Trajectoire diamétralement opposée pour Tadej Pogacar, inscrit dans un club de cyclisme depuis qu'il porte des culottes courtes, et pur produit de l'école slovène. Un jour, un certain Andrej Hauptman se trouve sur le bord de la route : "J'arrive en retard", raconte au site britannique ProCycling celui qui ouvrira en grand les portes des top-teams à ses compatriotes. "La première chose que je vois, c'est un groupe de coureurs, des ados, qui mènent la course. Et puis un coureur seul, beaucoup plus jeune, qui suit 100 mètres derrière. Je vais voir les organisateurs, je leur dis : 'vous devriez dire au peloton d'attendre ce pauvre petit jeune'. Ils me répondent : 'ce n'est pas du tout ce que vous pensez. Le petit jeune est en tête, il a presque un tour d'avance.'"
Vous l'avez deviné, le petit jeune, c'est Tadej Pogacar.

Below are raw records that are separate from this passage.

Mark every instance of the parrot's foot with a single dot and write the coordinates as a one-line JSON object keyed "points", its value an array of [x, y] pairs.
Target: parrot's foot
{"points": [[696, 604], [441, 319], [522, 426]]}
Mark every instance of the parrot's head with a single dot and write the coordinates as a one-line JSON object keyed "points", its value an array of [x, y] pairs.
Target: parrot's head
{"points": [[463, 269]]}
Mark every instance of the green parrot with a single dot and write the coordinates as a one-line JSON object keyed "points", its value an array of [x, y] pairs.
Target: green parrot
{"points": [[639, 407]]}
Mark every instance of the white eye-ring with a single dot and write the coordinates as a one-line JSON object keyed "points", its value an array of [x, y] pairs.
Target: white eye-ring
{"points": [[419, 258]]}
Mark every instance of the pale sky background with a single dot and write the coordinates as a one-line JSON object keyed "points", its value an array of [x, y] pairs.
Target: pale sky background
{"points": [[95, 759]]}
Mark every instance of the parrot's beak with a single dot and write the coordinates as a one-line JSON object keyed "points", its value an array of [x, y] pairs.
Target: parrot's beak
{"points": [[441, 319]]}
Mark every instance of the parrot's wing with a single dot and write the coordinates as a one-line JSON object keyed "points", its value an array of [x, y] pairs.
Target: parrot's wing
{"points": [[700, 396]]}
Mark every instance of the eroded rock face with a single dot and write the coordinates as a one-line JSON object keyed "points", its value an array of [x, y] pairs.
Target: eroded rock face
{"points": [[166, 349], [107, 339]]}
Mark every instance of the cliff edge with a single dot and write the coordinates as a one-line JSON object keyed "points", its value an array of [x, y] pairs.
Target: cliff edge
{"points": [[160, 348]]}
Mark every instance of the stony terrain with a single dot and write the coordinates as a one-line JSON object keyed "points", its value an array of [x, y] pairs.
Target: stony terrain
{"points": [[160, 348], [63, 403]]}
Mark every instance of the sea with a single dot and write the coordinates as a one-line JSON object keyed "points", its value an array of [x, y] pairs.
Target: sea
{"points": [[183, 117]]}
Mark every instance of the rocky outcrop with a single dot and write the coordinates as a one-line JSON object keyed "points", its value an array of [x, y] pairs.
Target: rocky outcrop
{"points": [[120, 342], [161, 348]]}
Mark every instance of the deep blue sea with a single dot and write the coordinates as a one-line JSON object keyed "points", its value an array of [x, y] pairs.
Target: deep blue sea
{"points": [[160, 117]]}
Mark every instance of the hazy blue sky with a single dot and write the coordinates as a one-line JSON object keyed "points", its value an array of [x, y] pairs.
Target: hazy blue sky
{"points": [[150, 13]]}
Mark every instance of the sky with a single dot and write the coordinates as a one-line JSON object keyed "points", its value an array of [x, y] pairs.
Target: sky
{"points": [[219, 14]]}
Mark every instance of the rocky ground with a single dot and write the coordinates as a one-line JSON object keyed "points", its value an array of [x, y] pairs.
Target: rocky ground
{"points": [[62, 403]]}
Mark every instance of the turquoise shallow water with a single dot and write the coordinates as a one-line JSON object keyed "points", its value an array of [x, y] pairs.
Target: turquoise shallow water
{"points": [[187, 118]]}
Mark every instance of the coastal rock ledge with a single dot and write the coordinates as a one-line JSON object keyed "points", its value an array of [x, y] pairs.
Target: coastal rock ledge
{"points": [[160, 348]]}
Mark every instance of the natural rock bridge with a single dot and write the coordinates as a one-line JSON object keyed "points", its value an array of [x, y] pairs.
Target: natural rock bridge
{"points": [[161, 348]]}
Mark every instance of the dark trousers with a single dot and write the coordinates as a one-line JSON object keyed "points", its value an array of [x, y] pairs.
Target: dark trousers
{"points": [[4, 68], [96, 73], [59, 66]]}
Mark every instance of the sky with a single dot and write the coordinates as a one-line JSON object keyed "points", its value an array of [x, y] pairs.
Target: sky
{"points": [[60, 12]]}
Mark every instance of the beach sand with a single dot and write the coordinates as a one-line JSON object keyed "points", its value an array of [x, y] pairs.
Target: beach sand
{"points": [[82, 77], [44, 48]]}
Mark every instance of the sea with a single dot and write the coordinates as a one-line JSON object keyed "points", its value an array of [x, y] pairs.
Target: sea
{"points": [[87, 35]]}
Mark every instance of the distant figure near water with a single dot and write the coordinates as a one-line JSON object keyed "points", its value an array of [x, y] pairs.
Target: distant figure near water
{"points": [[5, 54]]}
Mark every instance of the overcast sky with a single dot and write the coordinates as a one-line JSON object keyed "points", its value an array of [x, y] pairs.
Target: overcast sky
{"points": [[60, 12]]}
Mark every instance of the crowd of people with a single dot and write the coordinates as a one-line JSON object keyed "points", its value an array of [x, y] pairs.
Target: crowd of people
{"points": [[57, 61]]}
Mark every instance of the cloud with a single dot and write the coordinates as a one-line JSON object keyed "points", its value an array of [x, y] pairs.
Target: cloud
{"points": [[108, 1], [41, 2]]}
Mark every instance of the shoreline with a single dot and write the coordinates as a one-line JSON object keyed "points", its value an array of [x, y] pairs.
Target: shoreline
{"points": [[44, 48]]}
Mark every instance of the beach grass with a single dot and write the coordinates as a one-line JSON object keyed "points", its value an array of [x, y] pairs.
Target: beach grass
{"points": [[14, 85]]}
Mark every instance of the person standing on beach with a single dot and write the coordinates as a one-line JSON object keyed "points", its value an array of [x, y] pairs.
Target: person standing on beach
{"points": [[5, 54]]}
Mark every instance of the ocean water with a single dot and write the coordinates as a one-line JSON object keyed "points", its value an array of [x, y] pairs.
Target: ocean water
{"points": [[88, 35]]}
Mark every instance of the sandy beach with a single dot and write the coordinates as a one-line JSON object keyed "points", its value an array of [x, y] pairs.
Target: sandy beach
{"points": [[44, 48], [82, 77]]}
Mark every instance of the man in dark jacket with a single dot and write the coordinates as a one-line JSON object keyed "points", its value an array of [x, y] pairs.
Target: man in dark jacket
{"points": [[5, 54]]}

Sa chance, c'est qu'Hauptman, comme d'autres anciens coureurs slovènes, est monté en grade et a intégré l'encadrement d'une équipe de top niveau, l'équipe UAE-Emirates, où a signé le prodige, troisième du dernier Tour d'Espagne (derrière Roglic donc) et révélation de ce début de Tour de France. La colonie slovène au sein d'une autre équipe, Bahrain-McLaren – où même le médecin et les mécanos viennent du pays – est telle qu'une antenne de l'équipe finit par ouvrir à Ljubljana, au plus près du vivier, souligne le magazine britannique Rouleur. La formation qui s'appuie sur des capitaux du Golfe compte aujourd'hui cinq coureurs slovènes – record du peloton – et une flopée de jeunes dans son équipe espoirs.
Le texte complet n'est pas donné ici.